To solve the differential equation \(3y^2 \frac{dy}{dx} = 4(y^3 + 1) \cos^2 x\), we first use the identity \(\cos^2 x = \frac{1 + \cos 2x}{2}\) to rewrite the equation as:

\(3y^2 \frac{dy}{dx} = 2(y^3 + 1)(1 + \cos 2x)\).

Separate variables and integrate:

\(\int \frac{3y^2}{y^3 + 1} \, dy = \int 2(1 + \cos 2x) \, dx\).

The left side integrates to \(\ln(y^3 + 1)\), and the right side integrates to \(2x + \sin 2x + C\).

Thus, \(\ln(y^3 + 1) = 2x + \sin 2x + C\).

Using the initial condition \(y = 2\) when \(x = 0\), we find:

\(\ln(2^3 + 1) = \ln 9 = C\).

So, the equation becomes:

\(\ln(y^3 + 1) = 2x + \sin 2x + \ln 9\).

At stationary points, \(\frac{dy}{dx} = 0\), which implies \(\cos^2 x = 0\). Therefore, \(x = \frac{\pi}{2}\) or \(x = \frac{3\pi}{2}\).

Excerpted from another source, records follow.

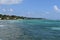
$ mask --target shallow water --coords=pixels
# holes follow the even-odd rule
[[[60,40],[60,21],[1,20],[0,40]]]

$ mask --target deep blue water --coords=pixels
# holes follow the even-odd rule
[[[0,40],[60,40],[60,21],[1,20]]]

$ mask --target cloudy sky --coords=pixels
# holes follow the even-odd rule
[[[0,0],[0,14],[60,19],[60,0]]]

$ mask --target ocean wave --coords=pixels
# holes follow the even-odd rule
[[[60,30],[60,27],[52,27],[52,30]]]

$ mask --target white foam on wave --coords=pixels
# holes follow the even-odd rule
[[[52,27],[52,30],[60,30],[60,27]]]

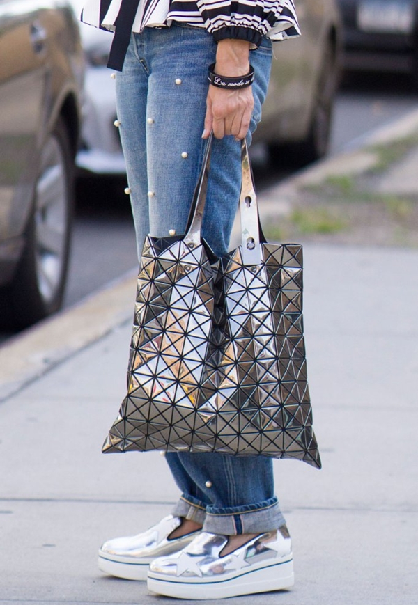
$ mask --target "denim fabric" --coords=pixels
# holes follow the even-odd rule
[[[215,53],[210,34],[185,24],[146,28],[132,36],[116,92],[139,256],[148,233],[164,237],[172,229],[185,231],[206,144],[201,134],[207,70]],[[268,40],[250,54],[256,79],[249,143],[261,118],[271,58]],[[217,256],[228,249],[240,178],[240,143],[233,136],[215,140],[202,230]],[[175,514],[226,535],[267,531],[284,523],[270,458],[179,453],[167,459],[183,492]]]
[[[265,40],[251,53],[257,74],[251,131],[261,117],[271,45]],[[215,52],[212,36],[201,28],[146,28],[132,34],[123,71],[117,74],[118,118],[139,256],[148,233],[164,237],[171,229],[177,234],[185,229],[206,145],[207,70]],[[214,142],[203,235],[217,256],[228,249],[239,198],[240,157],[233,136]]]
[[[271,458],[187,452],[166,458],[183,492],[174,514],[226,535],[270,531],[286,522],[274,495]]]

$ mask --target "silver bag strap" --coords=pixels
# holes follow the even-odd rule
[[[206,201],[210,153],[213,134],[211,132],[202,163],[201,173],[194,189],[185,242],[190,248],[201,243],[202,219]],[[261,239],[263,236],[260,227],[257,196],[256,195],[248,147],[244,139],[241,143],[242,183],[240,195],[242,261],[245,265],[259,265],[261,262]]]
[[[248,147],[245,139],[241,141],[241,169],[242,181],[240,195],[240,216],[242,262],[244,265],[259,265],[262,260],[260,245],[261,229]]]

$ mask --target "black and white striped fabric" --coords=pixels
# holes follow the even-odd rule
[[[216,41],[263,36],[286,40],[300,34],[293,0],[86,0],[82,21],[115,31],[108,67],[121,70],[132,31],[173,21],[206,28]]]

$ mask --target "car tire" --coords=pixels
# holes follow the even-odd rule
[[[339,80],[334,45],[330,42],[323,57],[316,82],[312,113],[307,137],[284,145],[270,145],[270,158],[275,163],[286,162],[292,166],[302,167],[323,157],[330,143],[333,106]]]
[[[74,162],[59,118],[40,153],[25,248],[9,290],[14,328],[26,328],[62,304],[70,258]]]

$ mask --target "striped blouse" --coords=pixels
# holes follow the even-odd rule
[[[205,27],[217,42],[240,38],[260,45],[300,34],[293,0],[86,0],[82,21],[114,30],[108,67],[121,71],[132,31],[173,21]]]

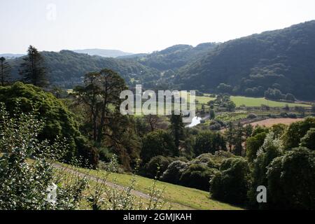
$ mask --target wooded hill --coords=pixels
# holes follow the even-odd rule
[[[315,20],[230,41],[180,69],[183,89],[263,96],[268,88],[315,96]]]

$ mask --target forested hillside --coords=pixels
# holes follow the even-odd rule
[[[82,83],[86,73],[99,71],[104,68],[111,69],[119,73],[130,83],[132,78],[143,82],[156,80],[160,76],[157,70],[131,59],[116,59],[99,56],[90,56],[79,54],[70,50],[62,50],[59,52],[42,52],[45,59],[48,78],[50,83],[57,84],[68,88],[72,88]],[[12,75],[20,78],[19,67],[22,58],[8,60],[12,66]]]
[[[217,45],[214,43],[204,43],[195,48],[190,45],[176,45],[145,57],[140,57],[138,62],[160,71],[176,69],[204,56]]]
[[[263,32],[218,46],[181,69],[183,89],[264,96],[280,90],[302,99],[315,96],[315,21]],[[222,92],[222,91],[221,91]]]

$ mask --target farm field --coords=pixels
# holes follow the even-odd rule
[[[196,100],[198,102],[197,104],[207,104],[209,101],[215,100],[216,98],[210,97],[209,94],[205,94],[204,97],[196,96]],[[268,100],[263,97],[247,97],[241,96],[231,96],[231,100],[234,102],[237,107],[245,105],[250,107],[261,106],[262,104],[267,105],[270,107],[281,107],[285,106],[286,104],[290,107],[294,106],[303,106],[310,107],[309,104],[295,104],[295,103],[286,103],[279,102],[272,100]],[[189,102],[189,99],[188,100]]]
[[[231,97],[232,101],[233,101],[237,106],[240,106],[241,105],[245,105],[246,106],[260,106],[262,104],[267,105],[270,107],[280,107],[285,106],[286,104],[290,107],[294,106],[304,106],[309,107],[309,104],[295,104],[295,103],[286,103],[286,102],[279,102],[275,101],[267,100],[265,98],[254,98],[254,97]]]
[[[293,118],[270,118],[270,119],[267,119],[267,120],[264,120],[254,122],[253,123],[251,123],[251,125],[252,125],[253,126],[260,125],[260,126],[265,126],[267,127],[272,127],[272,125],[276,125],[276,124],[284,124],[284,125],[290,125],[290,124],[292,124],[295,122],[301,121],[303,120],[304,119],[302,119],[302,118],[296,118],[296,119],[293,119]]]
[[[98,176],[101,178],[102,176],[102,171],[100,174],[94,170],[80,169],[80,171],[95,176],[99,174]],[[103,175],[104,176],[106,175],[105,172],[103,173]],[[130,186],[132,178],[132,176],[127,174],[111,174],[108,181],[127,187]],[[150,187],[153,185],[153,180],[139,176],[136,176],[135,179],[136,181],[135,190],[148,194],[150,191]],[[158,182],[158,188],[160,190],[165,188],[164,197],[167,202],[183,205],[183,207],[201,210],[241,209],[239,207],[210,199],[208,192],[161,181]],[[181,208],[177,206],[177,208],[175,206],[172,209],[178,209]]]

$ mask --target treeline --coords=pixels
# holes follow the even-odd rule
[[[268,89],[314,99],[315,21],[220,44],[181,68],[174,83],[183,89],[263,97]],[[224,90],[223,90],[224,89]],[[278,97],[277,97],[278,98]],[[282,97],[281,97],[282,98]]]
[[[157,70],[129,59],[90,56],[70,50],[62,50],[59,52],[44,51],[41,52],[40,55],[44,60],[49,82],[64,88],[72,89],[74,86],[83,85],[85,74],[100,71],[104,68],[118,72],[128,84],[132,83],[133,79],[149,83],[160,77]],[[12,68],[12,79],[16,80],[20,78],[19,71],[24,58],[22,57],[7,60]]]

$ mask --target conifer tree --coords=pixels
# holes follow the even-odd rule
[[[48,84],[46,78],[45,61],[36,48],[30,46],[27,50],[27,56],[23,58],[20,74],[26,83],[38,87],[46,87]]]

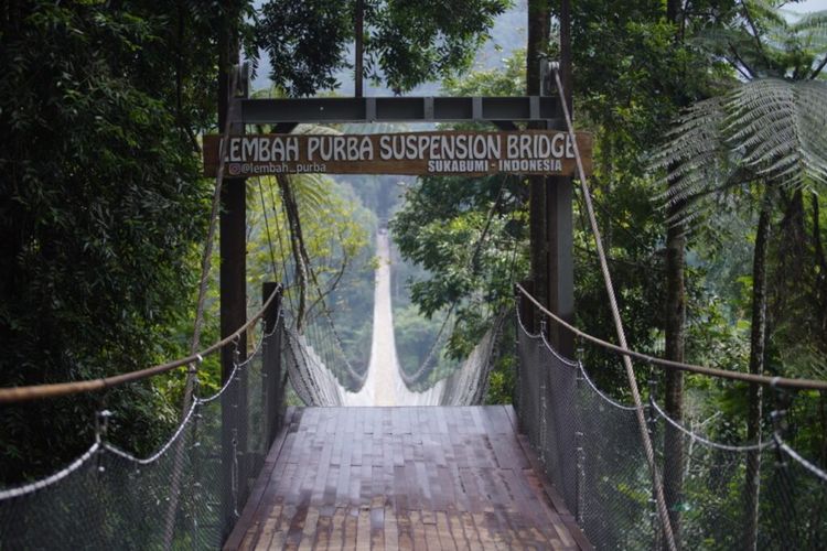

For \(x = \frac{\pi}{2}\):

\(\ln(y^3 + 1) = 2\left(\frac{\pi}{2}\right) + \sin \pi + \ln 9 = \pi + \ln 9\).

\(y^3 + 1 = e^{\pi + \ln 9} = 9e^{\pi}\).

\(y^3 = 9e^{\pi} - 1\).

\(y = (9e^{\pi} - 1)^{1/3} \approx 5.9\).

For \(x = \frac{3\pi}{2}\):

\(\ln(y^3 + 1) = 2\left(\frac{3\pi}{2}\right) + \sin 3\pi + \ln 9 = 3\pi + \ln 9\).

\(y^3 + 1 = e^{3\pi + \ln 9} = 9e^{3\pi}\).

\(y^3 = 9e^{3\pi} - 1\).

\(y = (9e^{3\pi} - 1)^{1/3} \approx 48.1\).